"Ngapain naik angkot? Kita kan searah. Gue bonceng ajalah."
Perkataan Devan membuat mulut Davia terbuka lebar. Cewek itu tidak percaya dengan apa yang baru saja dikatakan oleh Devan.
"Dav, lo denger nggak?" kata Devan sambil mengibaskan tangannya di hadapan Davia.
Mata Davia mengedip beberapa kali, lalu mulutnya tertutup rapat. Ia memandang Devan ragu. "Boncengan sama lo?"
"Iya," jawab Devan sambil berjalan menuju parkiran lagi. "Kenapa? Lo nggak mau naik motor?"
Davia panik ketika Devan menanyakan hal itu dengan nada suara Devan kesal. Ia berlari menyusul Devan, lalu berhenti di depannya. "Nggak, nggak. Bukan gitu. Cuma, emm. Cuma ...."
"Cuma apa?"
"Motor lo nggak bakal kenapa-napa kalo ngebonceng gue?" tanya Davia ragu, ia memilin ujung roknya. Pipi gembil cewek itu memerah dan pandangan matanya tidak fokus.
Sesaat Devan hanya terdiam, memandangi Davia berulang kali. Lalu tertawa keras, sangat keras hingga Davia mengerucutkan bibir dan memukul lengan cowok itu.
"Ngapain ketawa sih?" rajuk Davia. "Nggak ada yang lucu tau!"
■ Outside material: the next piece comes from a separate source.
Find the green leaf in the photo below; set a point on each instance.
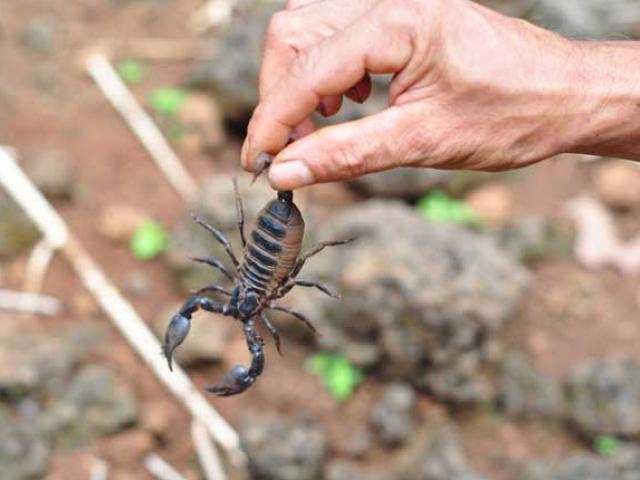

Devan masih tertawa, sangat keras. Ia tidak peduli jika orang di sekitarnya kini tengah memperhatikan mereka. Hanya Davia yang masih berusaha meredam tawa Devan sambil memukul lengan cowok itu berulang kali.
"Lo itu ...," Devan menggantung kalimatnya, tertawa lagi, "aneh. Ada ya spesies kayak lo gini?"
Davia semakin memajukan bibirnya, ingin sekali ia menampar cowok yang kini sibuk membersihkan kacamatanya karena sempat berembun saat dia tertawa lebar. "Maksudnya?"
"Lo pikir motor gue bakal kenapa?" tanya Devan kembali serius, ia memakai kacamatanya lagi. "Bakal hancur jadi gepeng karena ngebonceng lo?"
"Mungkin?" jawab Davia tidak yakin, ia mengigit bibir bawahnya. "Tukang ojek nggak pernah mau bawa gue. Katanya nanti motornya rusak, turun mesin."
Perkataan Davia membuat Devan mendecak. "Alasan doang. Berat lo berapa?"
"Emm, sembilan puluh delapan kilogram," jawab Davia, malu.
"Berat gue enam puluh lima, ditotal jadi 163 kilogram. Belum nyampe dua kuintal. Motor gue nggak bakal hancur cuma karena ngebonceng lo sekali," jelas Devan.
Davia mengangguk. "Tapi kan, berat beban maksimal motor itu 120 kilogram. Berarti kelebihan empat puluh tiga kilogram."
Devan tertawa kesal, ia menarik tas Davia lagi. "Udahlah nggak usah bawel. Motor gue kuat, nggak akan rusak karena lo naikin."
"Kak! Lo narik-narik mulu udah kayak apaan aja gue," jawab Davia kesal, tapi langkahnya mengikuti Devan sampai di depan sebuah motor berwarna biru keabuan.
Devan memberikan sebuah helm kepada Davia, lalu memakai helm miliknya sendiri. Ia menyalakan mesin dan menaiki motornya. "Pake, cepet naik."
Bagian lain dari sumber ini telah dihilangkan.